子どもを叩いてしまいそう...児童虐待を防ぐために知っておくべき法律の話
子育てにイライラはつきもの。時には子どもを叩いてしまいそうになってハッとしたことがある人もいるかもしれません。 「子どもを叩いたりしてしまったらどうしよう」と悩んだらどうしたらいいのでしょうか? 【マンガ】子どもを叩いてしまいそう(石山さやか) 子どもを大切にするためには、親はまず自分を大切にすることが大事なのだそうです。 児童虐待や児童相談所についての法律の話を、中央大学法学部教授の遠藤研一郎著『マンガでわかる! わたしの味方になる法律の話』から紹介します。 ※本稿は、遠藤研一郎著『マンガでわかる! わたしの味方になる法律の話』(大和書房)から一部抜粋・編集したものです。
子どもを叩いてしまいそう
ルリさん、夫が育児に協力的でないことから、子育てに悩んでいるようですね。
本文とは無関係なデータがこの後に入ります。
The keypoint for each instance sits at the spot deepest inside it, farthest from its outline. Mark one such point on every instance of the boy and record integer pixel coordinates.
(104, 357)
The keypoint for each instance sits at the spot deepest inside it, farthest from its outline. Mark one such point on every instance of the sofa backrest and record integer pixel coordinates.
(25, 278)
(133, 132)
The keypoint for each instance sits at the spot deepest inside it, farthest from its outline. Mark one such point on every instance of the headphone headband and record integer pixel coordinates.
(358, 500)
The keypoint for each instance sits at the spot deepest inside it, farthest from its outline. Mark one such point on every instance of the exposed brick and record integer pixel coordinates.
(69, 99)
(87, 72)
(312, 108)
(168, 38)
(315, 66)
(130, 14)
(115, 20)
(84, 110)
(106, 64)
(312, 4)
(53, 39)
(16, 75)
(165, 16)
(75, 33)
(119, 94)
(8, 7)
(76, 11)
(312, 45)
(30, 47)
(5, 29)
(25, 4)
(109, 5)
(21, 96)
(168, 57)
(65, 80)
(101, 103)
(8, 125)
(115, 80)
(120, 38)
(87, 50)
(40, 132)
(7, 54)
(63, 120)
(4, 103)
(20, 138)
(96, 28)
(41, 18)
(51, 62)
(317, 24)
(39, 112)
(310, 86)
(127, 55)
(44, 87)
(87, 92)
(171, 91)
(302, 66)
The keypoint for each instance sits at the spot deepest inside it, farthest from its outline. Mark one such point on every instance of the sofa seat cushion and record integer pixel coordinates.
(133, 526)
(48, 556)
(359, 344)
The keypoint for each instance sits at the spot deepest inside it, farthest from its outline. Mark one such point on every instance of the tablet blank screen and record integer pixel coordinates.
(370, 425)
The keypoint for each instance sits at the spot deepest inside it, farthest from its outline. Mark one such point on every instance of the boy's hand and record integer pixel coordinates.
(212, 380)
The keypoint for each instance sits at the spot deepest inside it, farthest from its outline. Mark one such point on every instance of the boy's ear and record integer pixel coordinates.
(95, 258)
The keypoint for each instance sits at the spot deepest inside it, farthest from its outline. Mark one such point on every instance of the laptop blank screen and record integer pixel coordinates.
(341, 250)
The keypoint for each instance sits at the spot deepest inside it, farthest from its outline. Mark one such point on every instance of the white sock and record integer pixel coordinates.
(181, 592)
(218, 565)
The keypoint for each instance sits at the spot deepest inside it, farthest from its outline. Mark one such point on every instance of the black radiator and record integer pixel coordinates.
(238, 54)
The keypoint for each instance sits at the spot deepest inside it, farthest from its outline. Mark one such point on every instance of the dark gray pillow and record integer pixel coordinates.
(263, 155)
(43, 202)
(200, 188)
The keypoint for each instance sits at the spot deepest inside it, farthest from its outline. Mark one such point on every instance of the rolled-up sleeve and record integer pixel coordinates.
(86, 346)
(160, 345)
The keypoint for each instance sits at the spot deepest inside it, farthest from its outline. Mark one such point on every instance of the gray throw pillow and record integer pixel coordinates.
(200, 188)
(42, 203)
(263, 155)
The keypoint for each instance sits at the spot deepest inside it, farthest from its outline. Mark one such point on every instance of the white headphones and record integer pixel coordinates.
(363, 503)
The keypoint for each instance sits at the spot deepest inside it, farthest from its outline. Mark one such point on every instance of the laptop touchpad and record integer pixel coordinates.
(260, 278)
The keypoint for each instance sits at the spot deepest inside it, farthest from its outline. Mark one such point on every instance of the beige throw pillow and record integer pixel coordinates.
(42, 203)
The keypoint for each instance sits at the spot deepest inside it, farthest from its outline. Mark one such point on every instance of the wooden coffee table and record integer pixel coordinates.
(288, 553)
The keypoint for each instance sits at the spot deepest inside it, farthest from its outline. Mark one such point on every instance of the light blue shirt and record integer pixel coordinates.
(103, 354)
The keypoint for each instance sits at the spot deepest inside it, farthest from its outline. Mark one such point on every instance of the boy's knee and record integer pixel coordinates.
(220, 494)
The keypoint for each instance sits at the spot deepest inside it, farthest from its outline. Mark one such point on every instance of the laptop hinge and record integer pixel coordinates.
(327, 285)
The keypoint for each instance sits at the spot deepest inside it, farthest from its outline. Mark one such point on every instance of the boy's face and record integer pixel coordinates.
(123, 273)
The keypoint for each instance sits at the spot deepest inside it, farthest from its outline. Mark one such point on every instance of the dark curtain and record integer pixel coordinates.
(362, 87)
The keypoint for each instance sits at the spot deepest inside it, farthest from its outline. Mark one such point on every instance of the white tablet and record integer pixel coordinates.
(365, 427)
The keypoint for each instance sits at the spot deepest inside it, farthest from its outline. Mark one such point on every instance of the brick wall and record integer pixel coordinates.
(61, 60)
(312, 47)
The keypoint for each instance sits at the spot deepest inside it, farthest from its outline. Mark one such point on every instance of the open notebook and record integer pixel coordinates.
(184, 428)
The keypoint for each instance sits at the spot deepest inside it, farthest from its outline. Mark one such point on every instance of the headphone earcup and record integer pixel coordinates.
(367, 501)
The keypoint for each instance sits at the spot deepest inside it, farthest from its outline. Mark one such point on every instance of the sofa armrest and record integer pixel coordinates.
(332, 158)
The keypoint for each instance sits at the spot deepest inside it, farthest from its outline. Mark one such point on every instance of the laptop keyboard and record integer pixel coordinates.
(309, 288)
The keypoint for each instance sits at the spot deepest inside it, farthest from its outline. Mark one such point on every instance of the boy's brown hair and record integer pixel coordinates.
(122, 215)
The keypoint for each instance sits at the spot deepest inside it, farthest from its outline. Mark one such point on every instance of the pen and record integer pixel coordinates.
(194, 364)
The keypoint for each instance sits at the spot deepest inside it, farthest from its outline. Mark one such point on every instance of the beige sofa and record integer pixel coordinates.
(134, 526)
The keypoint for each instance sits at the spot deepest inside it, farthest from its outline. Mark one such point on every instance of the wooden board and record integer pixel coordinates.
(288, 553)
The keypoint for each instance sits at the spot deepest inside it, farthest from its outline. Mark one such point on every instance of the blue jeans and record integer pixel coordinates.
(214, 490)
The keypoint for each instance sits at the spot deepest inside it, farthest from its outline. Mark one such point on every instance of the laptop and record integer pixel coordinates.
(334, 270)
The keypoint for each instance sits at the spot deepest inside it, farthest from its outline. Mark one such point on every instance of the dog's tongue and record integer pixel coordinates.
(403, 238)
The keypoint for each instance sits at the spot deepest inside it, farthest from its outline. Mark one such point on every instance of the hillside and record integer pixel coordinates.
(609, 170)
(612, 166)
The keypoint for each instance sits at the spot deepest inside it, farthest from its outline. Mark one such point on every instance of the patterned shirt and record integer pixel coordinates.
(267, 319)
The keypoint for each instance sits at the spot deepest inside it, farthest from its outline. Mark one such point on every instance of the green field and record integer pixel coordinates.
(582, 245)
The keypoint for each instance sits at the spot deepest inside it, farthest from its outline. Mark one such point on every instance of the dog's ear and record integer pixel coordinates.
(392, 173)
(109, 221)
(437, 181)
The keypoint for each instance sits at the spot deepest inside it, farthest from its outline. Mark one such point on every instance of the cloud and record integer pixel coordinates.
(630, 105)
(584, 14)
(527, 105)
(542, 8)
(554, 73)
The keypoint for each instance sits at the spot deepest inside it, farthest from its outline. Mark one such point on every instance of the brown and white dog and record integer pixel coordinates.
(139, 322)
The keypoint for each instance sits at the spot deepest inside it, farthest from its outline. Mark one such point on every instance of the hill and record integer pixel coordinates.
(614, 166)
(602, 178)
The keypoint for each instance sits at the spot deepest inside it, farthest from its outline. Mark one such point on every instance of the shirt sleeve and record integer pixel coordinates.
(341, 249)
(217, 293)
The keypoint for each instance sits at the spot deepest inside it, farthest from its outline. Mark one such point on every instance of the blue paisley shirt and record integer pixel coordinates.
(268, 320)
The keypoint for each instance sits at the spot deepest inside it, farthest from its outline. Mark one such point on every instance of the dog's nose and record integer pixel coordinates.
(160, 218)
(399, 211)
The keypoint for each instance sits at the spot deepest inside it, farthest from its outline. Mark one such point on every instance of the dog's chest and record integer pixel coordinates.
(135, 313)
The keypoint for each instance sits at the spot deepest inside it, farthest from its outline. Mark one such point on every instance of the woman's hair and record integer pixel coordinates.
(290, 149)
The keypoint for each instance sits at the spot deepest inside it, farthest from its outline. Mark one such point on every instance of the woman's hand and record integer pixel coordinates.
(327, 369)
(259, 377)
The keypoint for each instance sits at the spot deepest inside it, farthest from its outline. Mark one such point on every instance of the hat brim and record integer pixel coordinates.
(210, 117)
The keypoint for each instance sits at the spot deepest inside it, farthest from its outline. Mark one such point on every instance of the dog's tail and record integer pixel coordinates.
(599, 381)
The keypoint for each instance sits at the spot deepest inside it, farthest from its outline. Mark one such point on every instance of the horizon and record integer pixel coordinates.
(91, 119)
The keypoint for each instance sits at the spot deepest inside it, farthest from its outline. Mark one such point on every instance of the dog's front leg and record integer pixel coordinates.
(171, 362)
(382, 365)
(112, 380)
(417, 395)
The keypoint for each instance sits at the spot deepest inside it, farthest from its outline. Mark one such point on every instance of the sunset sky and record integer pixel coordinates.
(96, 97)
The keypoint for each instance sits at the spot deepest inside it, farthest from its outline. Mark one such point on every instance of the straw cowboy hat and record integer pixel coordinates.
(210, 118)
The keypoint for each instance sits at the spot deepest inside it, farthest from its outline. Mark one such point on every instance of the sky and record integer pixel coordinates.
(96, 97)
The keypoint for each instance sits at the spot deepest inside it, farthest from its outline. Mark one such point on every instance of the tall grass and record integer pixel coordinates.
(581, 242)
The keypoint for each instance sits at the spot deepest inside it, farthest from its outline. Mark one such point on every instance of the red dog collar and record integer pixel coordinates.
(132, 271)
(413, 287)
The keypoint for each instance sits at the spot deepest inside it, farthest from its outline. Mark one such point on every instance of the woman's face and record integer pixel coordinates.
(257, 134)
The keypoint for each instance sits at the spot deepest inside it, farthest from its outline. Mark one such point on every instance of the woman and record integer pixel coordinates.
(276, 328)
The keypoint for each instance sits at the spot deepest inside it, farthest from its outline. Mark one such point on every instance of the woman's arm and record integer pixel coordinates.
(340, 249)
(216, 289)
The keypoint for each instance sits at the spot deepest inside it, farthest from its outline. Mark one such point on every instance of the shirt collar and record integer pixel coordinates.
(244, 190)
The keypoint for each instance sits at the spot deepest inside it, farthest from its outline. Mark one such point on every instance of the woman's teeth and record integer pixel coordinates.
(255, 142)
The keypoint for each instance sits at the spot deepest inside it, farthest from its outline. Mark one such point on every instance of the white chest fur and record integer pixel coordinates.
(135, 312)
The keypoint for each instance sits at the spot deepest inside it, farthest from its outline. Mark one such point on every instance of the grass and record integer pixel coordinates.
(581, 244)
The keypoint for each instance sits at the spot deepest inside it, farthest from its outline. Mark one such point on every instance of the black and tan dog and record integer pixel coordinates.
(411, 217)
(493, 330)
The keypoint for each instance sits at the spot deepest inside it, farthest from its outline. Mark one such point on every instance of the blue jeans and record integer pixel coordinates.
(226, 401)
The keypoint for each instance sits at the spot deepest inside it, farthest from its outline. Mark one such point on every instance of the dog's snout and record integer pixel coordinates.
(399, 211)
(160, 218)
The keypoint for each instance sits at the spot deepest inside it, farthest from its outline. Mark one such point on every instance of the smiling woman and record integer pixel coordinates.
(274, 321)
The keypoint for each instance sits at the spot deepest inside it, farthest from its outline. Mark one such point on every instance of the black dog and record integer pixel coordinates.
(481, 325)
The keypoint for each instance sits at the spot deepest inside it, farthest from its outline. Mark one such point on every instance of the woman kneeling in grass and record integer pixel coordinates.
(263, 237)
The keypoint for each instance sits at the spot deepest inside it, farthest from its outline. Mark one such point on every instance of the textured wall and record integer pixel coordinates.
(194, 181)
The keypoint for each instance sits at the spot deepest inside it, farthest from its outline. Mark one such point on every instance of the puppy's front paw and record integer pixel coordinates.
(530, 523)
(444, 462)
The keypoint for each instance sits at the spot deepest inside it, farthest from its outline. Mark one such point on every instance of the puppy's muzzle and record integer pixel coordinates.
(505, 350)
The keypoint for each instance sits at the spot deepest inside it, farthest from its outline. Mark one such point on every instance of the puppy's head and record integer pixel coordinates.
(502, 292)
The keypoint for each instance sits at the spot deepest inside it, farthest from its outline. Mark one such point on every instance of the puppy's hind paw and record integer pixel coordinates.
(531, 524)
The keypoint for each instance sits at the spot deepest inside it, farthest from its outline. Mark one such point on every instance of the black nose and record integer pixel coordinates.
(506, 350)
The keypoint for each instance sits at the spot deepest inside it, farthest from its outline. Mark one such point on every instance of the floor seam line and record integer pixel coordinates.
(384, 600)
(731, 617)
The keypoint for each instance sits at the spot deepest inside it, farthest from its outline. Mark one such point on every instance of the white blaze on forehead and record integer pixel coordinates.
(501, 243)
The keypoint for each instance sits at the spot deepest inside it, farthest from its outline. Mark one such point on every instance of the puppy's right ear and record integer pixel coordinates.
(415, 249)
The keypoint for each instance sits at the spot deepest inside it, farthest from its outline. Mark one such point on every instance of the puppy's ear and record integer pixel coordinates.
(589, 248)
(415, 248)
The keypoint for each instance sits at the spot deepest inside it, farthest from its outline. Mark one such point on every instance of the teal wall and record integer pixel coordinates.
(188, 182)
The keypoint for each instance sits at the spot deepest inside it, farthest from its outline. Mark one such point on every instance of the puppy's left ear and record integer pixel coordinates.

いつか、自分は子どもに手を上げてしまうのではないかと心配しています。 児童虐待に関するニュースがたびたび報じられますが、虐待は特別な状況に限った話ではありません。たとえば、育児のストレスから「子どもを叩いたりしてしまったらどうしよう」と悩むお母さんも少なくないのです。 「19万件」、これは、児童相談所が児童虐待に関する相談を受け、指導や措置をした件数です(令和元年度中、厚生労働省しらべ)(※1)。みなさんは、この数字を見てどのように感じるでしょうか? そもそも周囲が「この子は虐待を受けているのでは?」と気づくきっかけには、いろいろなものがあります。たとえば、子どもの泣き声がひんぱんにすることを近所の住民が気にかけたり、学校の身体検査で児童に不自然なあざや傷があることがわかったり、警察が子どもを保護するなかで子どもから「親から虐待を受けている」と相談されたり……。そういった場合、必要に応じて、児童相談所に通告がなされます。 通告を受けた児童相談所は、保護者から事情を聞くなど必要な調査をします。その件数が、年間19万件に上る、ということです。 なかには、虐待を原因とした死亡事件も起こっています。実の親が幼いわが子を殺害するという痛ましい事件も、たびたびニュースなどで伝えられますね。 なぜ、児童虐待は起きてしまうんでしょうか。そして、それを防ぐためのしくみとしてどんなものがあるのでしょうか。 (※1)令和4年度中の児童相談所の児童虐待相談対応件数は、214,843件です(約21万件。本書を書いた時の最新の数値よりも、大幅に増加しています)。